資本金を払って学校法人を作ったのはいいが、ハノイの文科省の審査が下りなければライセンスが降りないと言うのは、具体的には車を買ったのはいいけれどもまだ免許を取ってないと言う状態に非常によく似ている。

しかもその免許を取るための条件と言うのは前述した5つの項目を全てクリアしなくてはいけない。

しかもヒゲは「協力する」と言っているが80%あてにならない、と言う状況である。

まずは校舎であるがベトナム国の施設である夜間学校を安く借りれたと言う事は言ったと思うが、これがまたボロボロな施設で外壁なんかは苔がむしているようなみすぼらしい建物であった。

しかしこれでも築10年と言うのであるからいかににベトナムの塗装のレベルが低いかというのが想像できるであろう。

そこで俺は、当時日本ではやっていたサイデリヤという外壁建材を輸入して、すっぽりと学校全体をオシャレなレンガ風にすると言う計画を立てた。

約300万円の外壁材の輸入を決意した。

せめて外観だけでもみすぼらしくないようにしようと思ったからである。

そして外壁材が到着して日本からの外壁職人もスタンバイして、いよいよ今日から施工開始となった日のことである。

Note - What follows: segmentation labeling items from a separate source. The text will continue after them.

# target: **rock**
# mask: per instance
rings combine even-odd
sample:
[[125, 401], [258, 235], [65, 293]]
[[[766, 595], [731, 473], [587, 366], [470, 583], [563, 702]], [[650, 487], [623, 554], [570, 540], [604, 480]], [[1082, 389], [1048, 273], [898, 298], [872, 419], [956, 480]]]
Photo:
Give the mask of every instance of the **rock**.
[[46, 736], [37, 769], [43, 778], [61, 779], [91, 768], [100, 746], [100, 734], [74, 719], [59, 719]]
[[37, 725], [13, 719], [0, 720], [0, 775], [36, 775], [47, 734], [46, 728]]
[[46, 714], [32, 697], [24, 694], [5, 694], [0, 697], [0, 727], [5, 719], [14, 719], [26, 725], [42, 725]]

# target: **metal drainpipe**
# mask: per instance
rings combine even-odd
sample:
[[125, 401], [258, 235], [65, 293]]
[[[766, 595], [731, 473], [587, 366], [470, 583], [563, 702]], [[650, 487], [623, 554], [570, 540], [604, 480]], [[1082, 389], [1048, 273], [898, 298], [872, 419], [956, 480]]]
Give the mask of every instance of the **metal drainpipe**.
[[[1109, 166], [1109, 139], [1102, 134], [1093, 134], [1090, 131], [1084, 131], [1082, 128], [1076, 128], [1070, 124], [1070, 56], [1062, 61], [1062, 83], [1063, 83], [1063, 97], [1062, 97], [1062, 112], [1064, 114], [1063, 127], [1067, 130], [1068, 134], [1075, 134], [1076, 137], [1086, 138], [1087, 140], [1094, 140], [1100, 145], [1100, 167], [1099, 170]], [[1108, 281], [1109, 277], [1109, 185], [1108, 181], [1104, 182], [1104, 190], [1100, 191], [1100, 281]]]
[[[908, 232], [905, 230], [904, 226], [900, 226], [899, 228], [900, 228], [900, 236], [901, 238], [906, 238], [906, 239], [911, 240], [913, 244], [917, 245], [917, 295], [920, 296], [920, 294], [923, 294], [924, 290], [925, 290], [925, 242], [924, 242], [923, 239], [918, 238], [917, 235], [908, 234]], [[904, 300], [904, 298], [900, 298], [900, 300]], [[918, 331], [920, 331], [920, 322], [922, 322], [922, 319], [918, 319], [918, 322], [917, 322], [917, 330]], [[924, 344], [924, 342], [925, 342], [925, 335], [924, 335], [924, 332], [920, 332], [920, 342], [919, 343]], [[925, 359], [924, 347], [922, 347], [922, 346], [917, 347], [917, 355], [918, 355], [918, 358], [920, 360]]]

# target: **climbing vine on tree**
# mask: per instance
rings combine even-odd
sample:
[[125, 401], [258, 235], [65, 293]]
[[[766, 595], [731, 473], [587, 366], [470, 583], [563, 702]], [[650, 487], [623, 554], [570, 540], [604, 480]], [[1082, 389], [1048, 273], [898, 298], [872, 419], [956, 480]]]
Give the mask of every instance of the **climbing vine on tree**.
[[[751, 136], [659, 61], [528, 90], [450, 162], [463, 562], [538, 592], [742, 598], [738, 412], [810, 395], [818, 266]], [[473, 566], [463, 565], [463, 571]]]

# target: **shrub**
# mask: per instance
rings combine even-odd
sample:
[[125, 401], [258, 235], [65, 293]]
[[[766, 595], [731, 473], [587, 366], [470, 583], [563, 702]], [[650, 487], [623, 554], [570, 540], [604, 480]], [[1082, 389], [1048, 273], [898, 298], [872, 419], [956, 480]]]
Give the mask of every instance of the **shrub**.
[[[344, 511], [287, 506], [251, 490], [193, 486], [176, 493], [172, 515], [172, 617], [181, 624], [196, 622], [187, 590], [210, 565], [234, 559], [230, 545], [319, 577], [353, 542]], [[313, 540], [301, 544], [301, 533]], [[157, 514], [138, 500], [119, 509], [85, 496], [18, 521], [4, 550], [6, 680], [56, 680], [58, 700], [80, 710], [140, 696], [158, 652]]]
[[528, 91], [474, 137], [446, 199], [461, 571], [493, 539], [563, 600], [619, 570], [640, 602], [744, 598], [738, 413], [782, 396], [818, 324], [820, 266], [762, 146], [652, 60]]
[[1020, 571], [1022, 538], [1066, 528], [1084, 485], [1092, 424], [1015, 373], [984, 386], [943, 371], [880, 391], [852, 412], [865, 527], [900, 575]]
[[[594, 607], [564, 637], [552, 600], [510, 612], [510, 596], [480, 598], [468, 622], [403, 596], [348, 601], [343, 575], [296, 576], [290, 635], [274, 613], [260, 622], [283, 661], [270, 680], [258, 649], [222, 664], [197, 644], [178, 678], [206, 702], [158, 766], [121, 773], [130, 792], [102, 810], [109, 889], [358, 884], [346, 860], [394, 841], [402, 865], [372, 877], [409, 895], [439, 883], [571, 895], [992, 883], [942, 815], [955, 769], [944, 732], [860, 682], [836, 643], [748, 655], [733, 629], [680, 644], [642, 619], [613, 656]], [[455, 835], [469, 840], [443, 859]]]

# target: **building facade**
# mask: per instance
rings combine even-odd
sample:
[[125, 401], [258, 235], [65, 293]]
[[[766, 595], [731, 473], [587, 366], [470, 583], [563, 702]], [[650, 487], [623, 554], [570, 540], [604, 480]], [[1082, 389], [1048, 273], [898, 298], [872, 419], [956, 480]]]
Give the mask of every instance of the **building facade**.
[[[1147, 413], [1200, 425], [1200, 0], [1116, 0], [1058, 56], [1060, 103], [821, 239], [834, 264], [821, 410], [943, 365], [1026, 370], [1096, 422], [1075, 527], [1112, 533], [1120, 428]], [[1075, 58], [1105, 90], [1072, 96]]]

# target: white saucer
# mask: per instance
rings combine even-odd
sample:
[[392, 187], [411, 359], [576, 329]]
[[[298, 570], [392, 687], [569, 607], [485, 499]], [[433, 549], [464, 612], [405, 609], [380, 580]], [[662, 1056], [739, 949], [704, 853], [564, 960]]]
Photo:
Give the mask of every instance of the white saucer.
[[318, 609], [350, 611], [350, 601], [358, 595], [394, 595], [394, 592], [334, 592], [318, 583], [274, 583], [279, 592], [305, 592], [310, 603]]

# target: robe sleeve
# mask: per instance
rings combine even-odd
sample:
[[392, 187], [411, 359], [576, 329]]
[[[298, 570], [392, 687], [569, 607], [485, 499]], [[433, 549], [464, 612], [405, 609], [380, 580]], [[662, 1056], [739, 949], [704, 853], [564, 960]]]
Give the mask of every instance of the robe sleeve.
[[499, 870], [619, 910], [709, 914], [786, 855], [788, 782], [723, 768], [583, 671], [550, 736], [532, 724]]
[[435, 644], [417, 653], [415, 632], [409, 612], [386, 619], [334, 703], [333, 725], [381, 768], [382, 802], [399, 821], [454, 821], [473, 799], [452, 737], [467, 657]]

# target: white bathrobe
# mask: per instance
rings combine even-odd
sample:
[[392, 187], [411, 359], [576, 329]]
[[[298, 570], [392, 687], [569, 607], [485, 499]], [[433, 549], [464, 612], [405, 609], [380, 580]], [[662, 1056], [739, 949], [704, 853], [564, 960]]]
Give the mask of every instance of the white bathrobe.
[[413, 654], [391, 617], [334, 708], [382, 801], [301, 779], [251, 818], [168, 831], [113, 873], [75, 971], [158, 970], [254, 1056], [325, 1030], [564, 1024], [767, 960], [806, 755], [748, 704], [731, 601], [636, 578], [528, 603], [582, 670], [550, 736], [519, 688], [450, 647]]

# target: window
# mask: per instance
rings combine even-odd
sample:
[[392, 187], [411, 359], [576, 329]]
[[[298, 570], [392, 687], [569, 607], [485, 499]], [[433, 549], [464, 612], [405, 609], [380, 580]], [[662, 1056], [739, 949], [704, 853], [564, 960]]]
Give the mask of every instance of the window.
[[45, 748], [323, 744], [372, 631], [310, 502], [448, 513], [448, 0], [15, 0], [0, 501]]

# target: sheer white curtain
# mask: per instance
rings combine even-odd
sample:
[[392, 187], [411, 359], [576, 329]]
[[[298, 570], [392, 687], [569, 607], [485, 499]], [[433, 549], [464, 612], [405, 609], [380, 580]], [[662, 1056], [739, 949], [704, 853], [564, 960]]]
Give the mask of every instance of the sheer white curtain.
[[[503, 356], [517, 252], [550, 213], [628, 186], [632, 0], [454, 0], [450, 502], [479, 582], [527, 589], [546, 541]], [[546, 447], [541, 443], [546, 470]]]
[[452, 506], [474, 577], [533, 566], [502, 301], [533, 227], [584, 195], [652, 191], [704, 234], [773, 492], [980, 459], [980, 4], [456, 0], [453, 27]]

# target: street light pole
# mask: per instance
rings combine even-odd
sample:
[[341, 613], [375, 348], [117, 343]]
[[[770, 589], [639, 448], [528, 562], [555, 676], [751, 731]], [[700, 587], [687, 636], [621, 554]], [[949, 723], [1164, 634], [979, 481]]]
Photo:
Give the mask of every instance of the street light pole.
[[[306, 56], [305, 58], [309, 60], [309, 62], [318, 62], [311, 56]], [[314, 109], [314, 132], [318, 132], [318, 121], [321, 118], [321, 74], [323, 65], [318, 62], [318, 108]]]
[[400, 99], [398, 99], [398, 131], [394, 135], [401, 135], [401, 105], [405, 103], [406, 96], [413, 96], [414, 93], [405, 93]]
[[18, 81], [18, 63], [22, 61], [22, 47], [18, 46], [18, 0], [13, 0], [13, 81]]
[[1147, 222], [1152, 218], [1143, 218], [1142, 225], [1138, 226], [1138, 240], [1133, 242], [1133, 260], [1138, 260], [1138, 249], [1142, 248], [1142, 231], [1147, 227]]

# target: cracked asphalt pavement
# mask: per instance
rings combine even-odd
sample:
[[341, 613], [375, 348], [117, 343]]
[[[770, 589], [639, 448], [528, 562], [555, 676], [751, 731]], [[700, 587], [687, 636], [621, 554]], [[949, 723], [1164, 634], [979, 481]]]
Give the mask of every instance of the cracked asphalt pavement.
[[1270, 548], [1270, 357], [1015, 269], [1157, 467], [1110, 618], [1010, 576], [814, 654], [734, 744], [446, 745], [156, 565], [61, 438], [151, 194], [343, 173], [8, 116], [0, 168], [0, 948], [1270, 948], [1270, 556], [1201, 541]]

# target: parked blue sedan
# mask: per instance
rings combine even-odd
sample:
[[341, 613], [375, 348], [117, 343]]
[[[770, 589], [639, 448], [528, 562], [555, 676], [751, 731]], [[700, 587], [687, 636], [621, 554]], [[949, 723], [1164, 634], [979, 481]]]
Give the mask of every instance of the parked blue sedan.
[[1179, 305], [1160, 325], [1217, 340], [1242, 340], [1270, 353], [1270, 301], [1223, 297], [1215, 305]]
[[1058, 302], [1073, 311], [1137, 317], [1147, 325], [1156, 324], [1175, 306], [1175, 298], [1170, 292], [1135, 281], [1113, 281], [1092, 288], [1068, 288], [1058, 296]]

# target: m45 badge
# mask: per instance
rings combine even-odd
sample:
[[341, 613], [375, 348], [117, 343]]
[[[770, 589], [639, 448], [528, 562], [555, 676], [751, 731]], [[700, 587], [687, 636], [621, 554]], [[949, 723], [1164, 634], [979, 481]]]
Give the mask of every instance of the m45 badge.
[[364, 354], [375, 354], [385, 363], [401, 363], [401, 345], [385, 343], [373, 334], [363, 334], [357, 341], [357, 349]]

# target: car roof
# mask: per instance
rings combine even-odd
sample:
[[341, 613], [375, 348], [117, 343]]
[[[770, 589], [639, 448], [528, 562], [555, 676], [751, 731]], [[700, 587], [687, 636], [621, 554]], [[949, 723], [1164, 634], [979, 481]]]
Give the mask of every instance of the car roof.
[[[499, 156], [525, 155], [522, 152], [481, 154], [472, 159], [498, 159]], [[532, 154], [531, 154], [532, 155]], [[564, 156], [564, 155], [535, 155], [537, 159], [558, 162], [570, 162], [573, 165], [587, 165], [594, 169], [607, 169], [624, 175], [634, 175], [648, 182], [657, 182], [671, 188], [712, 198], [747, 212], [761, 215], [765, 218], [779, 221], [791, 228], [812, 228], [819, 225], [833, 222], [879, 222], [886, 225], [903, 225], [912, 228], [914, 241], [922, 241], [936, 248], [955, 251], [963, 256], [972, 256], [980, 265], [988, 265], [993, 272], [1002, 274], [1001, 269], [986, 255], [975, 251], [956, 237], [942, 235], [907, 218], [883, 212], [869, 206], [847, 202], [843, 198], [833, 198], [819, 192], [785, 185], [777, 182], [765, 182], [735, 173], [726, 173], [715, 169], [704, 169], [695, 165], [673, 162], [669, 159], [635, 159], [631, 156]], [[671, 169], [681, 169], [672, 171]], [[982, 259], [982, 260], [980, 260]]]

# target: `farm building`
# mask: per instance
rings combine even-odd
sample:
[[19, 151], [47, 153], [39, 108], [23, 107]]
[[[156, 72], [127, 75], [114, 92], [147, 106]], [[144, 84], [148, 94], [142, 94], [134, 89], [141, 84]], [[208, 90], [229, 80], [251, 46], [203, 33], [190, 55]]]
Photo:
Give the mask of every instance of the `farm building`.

俺は100人ほどの作業員を前にして、朝礼のように「今から外壁建材の施工を行うが、決して怪我のないように注意して行ってください」と宣言して着工を開始した。

するとその時に、血相変えてロンアン省の人間が、今まさに作業に取り掛かろうとしている我々の前に現れてこういったのである。

「作業は中止だ、全員解散しろ」と言った。

俺は通訳を使って「こいつは一体、何を言ってるんだ」と理由を聞けと言ったら「この施設は国の建物であるので外壁であろうが一切手をつけてはいけない」と言っていますとの返事。

しかし俺はロンアン省知事と日本に何度も言って、「一緒に学校を作ろう」と約束してなおかつヒゲ(これがまたあてにならない)もこのプロジェクトには参画してるのだ、と伝えるが「とにかく国の持ちものであるから手をつけるな」の一点張りである。

俺は頭に来て「ここまで緻密に話を詰めて、いよいよ学校スタートと言うところでなんでこんな事態が起こるのか、要するにこいつはゴネて金が欲しいのか?」とダイレクトに聞けと俺は通訳に詰めた。

すると通訳が言うには「どうやら金の問題では無いらしいです。政府のルールだそうです」ときた。

「そうか、面倒な事は大体金で解決するこのベトナムで金以外に何が必要なのか」と俺は考えた。

いずれにしてもその日はこの邪魔者が入ったおかげで作業が中断し、俺はヒゲを通じて事の真相を究明しようとした。

次の日に回答が来た。
やはり「ロンアン省はオッケーなのであるが、国の施設であるから手を加えてはいけないと」言う結論になってしまった。

俺は、こうしていきなり座礁に乗り上げたのである。

ヒゲに直接聞いても奴はヒゲをいじっているだけ。

購入した外壁建材は、今も俺の倉庫の中に眠っている。